3..- Il nodo del debito pubblico. Gli sberleffi (si fa per dire, ma non è così) di Renzi alla Merkel sono del tutto fuori posto, perchè lo Stato Italiano, così come è combinato, peggiorerebbe tutto aumentasse la spesa, e questo perchè non è neppure capace di spendere (infatti, è talmente borbonico che riesce a spendere in tempo reale solo il 70-80% del prelievo fiscale).
  Il problema finanziario vero è abbattere il debito pubblico, cosa che si può fare (a parte l’abbattimento della spesa eliminando le Regioni) solo in due modi:
a) che la UE carichi su di se il debito pubblico eccedente il 60% del PIL (per stare a Maastricht), e da coprire con una imposta generali sui redditi di tutti i paesi aderenti);
b) oppure mediante una inflazione molto maggiore del 2% annuo, ma almeno del 5%.
Ma la UE lo permetterà ? Penso di no e allora RENZI (o chi per lui) dovrà imboccare la stessa strada di Tsipras e di Varoufakis, ma provvedendo per tempo a non farsi “imbacuccare” (come Tsipras): vale dire farsi tagliare la liquidità.
A Tsipras, l’incidente non sarebbe accaduto se avesse per tempo ripristinato la dracma.

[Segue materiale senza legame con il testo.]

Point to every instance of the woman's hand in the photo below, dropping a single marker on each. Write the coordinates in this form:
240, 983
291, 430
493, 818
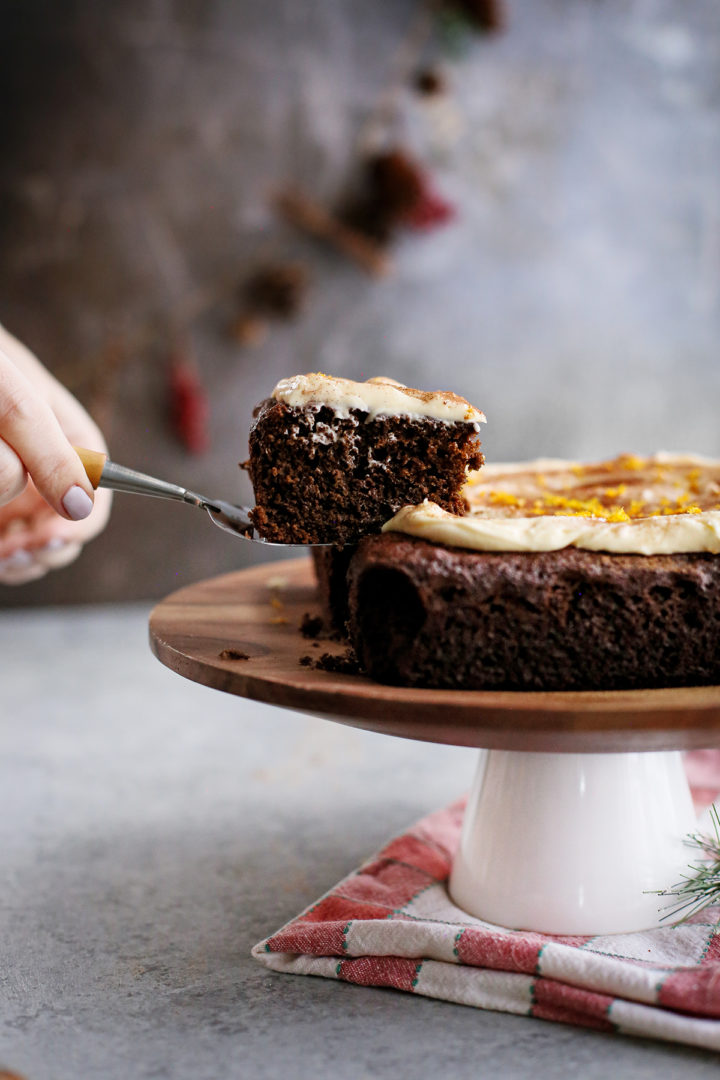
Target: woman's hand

5.- Ripristinare la lira, come seconda moneta, accanto all’Euro ? Non dice nulla il fatto che il Governo Monti, in ossequio alla UE, abbia anticipato la fine della lira ?

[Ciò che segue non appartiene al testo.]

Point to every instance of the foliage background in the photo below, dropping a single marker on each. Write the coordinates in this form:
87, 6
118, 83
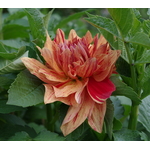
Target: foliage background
24, 120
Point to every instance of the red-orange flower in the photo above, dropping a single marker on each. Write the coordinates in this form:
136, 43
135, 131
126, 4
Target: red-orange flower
77, 72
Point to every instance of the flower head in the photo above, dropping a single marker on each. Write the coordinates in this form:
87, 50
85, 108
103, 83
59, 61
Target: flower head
77, 72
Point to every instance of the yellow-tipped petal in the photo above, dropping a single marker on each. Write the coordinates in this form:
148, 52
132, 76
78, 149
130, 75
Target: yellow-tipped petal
67, 88
72, 35
34, 66
50, 97
53, 75
76, 116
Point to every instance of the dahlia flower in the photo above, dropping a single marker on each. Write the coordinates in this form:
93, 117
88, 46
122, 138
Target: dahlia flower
76, 72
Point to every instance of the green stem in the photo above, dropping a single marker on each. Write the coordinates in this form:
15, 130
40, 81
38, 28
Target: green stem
50, 114
133, 117
1, 22
134, 108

Senonchè “diavolo fa le pentole, ma non i coperchi”. E’infatti delle scorse settimane la notizia che la Corte Costituzionale italiana abbia rispristinata la LIRA, sia pur ai fini limiti dei ritardatari rimasti con lire in portafoglio.
Direi che il “coperchio” sia fatto come si deve: vale dire la LIRA sia ripristinata in modo permanente e pronta all’eventuale uso, se questi sia l’ultimo modo per abbattere la metà del debito pubblico, mediante l’inflazione.